The following post was contributed by Dana Grieco, the sanctuary’s horseshoe crab researcher who oversees our annual spring crab surveys on the Lower Cape.
You may have heard species described as “bioindicators” when they help researchers understand the health of their surrounding ecosystem. However, you probably haven’t heard the term “people-indicator” – a species that helps people understand how they relate to other animals within the ecosystem.

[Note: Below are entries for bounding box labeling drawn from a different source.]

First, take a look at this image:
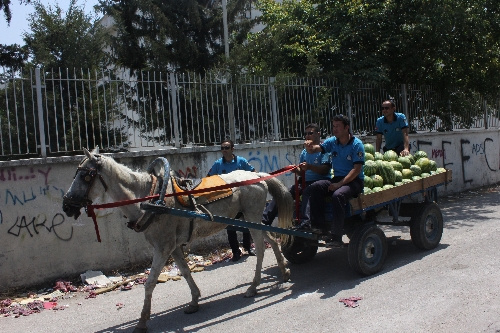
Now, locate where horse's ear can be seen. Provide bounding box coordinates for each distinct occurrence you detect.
[83,147,92,159]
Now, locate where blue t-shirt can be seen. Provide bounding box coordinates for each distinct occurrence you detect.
[375,112,408,149]
[320,136,365,179]
[207,155,255,176]
[300,149,331,182]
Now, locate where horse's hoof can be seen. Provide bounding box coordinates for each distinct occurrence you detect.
[184,304,200,314]
[245,288,257,298]
[283,268,290,282]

You likely haven’t heard this term because it doesn’t exist! After all, humans are a species, a member of the animal community, but calling another animal species a “people-indicator,” which is not scientific in the least and made solely for the purpose of this post, can serve as a reminder. And sometimes, humans need reminders. Enter the “people-indicator” for spring: the horseshoe crab. After all, what better spokes-animal for this connection than one who has been on earth for over 450 million years?
At Wellfleet Bay, horseshoe crab surveys started mid-April. The weather was cold and rainy and the tides were high. Volunteers with wind-stung faces scanned the beach looking for horseshoe crabs, saw few, and trudged on through high water and the occasional very wet feet. The horseshoe crabs stayed hunkered down in the deeper water, and very few were visible from shore.
May entered the same way April left, and our volunteers were out surveying on quite less than “beach days.” Though the horseshoe crabs also had an agenda for May, not many came up to the beach to spawn. However, when the sun crept out, so did the horseshoe crabs, and our volunteers donned smiles and short sleeves to survey them.
Later in May, we finally got a taste of that first quintessential “spring day” here on Cape. Our volunteers were in full good cheer, many had traded in Wellies for water shoes, and as they gathered on the beaches to survey, it seemed they weren’t the only ones gathering. The horseshoe crabs were also capitalizing on the weather!
It was the first true sign of spring, the kind of day that makes your footsteps lighter, the kind of day that can make a person go twirl around outside. These “people-indicators” reminded our volunteers that humans and horseshoe crabs both exist in an ecosystem that revolves around the wind, weather, and on Cape Cod, the tides.
So, when that first sunny day hits next May, and it sends you to the ocean, shoes in hand, keep a look-out along the shoreline – our “people-indicators” won’t be too hard to find.